Medical research on ADD and ADHD continues to grow

This article submitted by Michael Jacobson on 5/12/99.

The cause or causes of Attention Deficit Disorder (ADD) and Attention Deficit Hyperactivity Disorder (ADHD) are not known, but research on them continues to grow.

"Nobody really knows (the cause)," said Dr. Tom Sult. "We know their brains work differently. They process information on a different set of pathways."

"The brain is not really connecting," added Donna Bahr, a doctor of psychology who is the director of psychology at the Paynesville Area Health Care System. "It's like having a three-ring circus going on in your brain all the time. They're very sensitive to stimuli."

Complex tasks become difficult because ADD kids may focus on just one aspect of the problem, forgetting the rest. Dr. Bahr said a common chore like cleaning the garage might seem overwhelming. For an ADD child, the task may need to be broken into smaller steps, like picking up the floor, putting the tools away, and finally sweeping the floor.

Dr. Sult believes attention deficit is an exaggeration of a trait that is extremely beneficial in primitive societies. "Kids with ADD and ADHD are extremely aware of their surroundings and can focus intensely on what interests them," he said. It's not that they're not paying attention; they're paying attention to other things.

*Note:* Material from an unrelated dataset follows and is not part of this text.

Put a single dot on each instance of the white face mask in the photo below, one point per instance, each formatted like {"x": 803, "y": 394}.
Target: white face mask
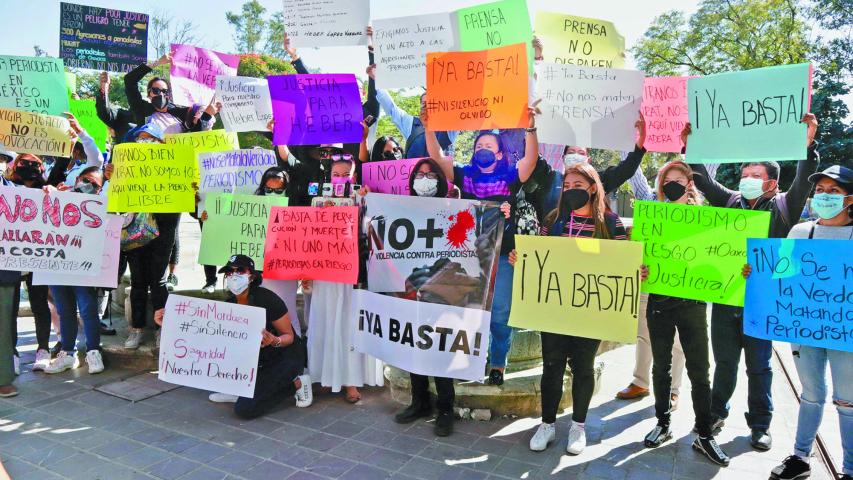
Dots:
{"x": 425, "y": 187}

People with ADD and ADHD are commonly treated with drugs. A stimulant, Ritalin, is frequently prescribed. "It has sort of a paradoxical affect in ADHD kids where it calms them down so they can focus," said Dr. Bahr. Other stimulants are used as well as some anti-depressants.

Dr. Sult said he tries to stabilize the condition with medication and then tries to identify triggers that may cause it. He believes the genetic predisposition to the condition is amplified by our environment: thousands of food additives, lack of nutrition, and the amount of hybrid foods that increase allergic reactions. An alteration of diet, for example, can relieve the symptoms.

ADD and ADHD affect people of all intelligence levels. Being easily distracted, even bright kids with it can have problems in school, though. One problem is homework, with kids forgetting to do it, turn it in, or to bring home books to study.

At least 50 students in the Paynesville school system have ADD or ADHD, according to Beth Realdsen, school nurse. Her office treats that many students each day. There are others who either don't need daily medication or who don't need a dose during the school day.

"I think in years past they weren't diagnosed," said Realdsen. "We definitely have more now."

While the names ADD and ADHD may sound new, the condition is not. "Is it new or newly recognized?" asked Dr. Sult. "In other words, are all those troublemakers of the past ADD?"

"I think years ago the kids were just identified as troublemakers," said Dr. Bahr.

The prognosis for people with ADD and ADHD could be better. "The vast majority of these kids are labeled Ôlosers' in schools," said Dr. Sult. They may attempt to self-medicate and "end up under the bridge drinking and smoking." That can lead to other at-risk behaviors.

ADD and ADHD can be a challenge for a lifetime. Where previously kids were thought to outgrow the condition, now research is showing that many adults still are affected. That could amount to as many as seven million American adults.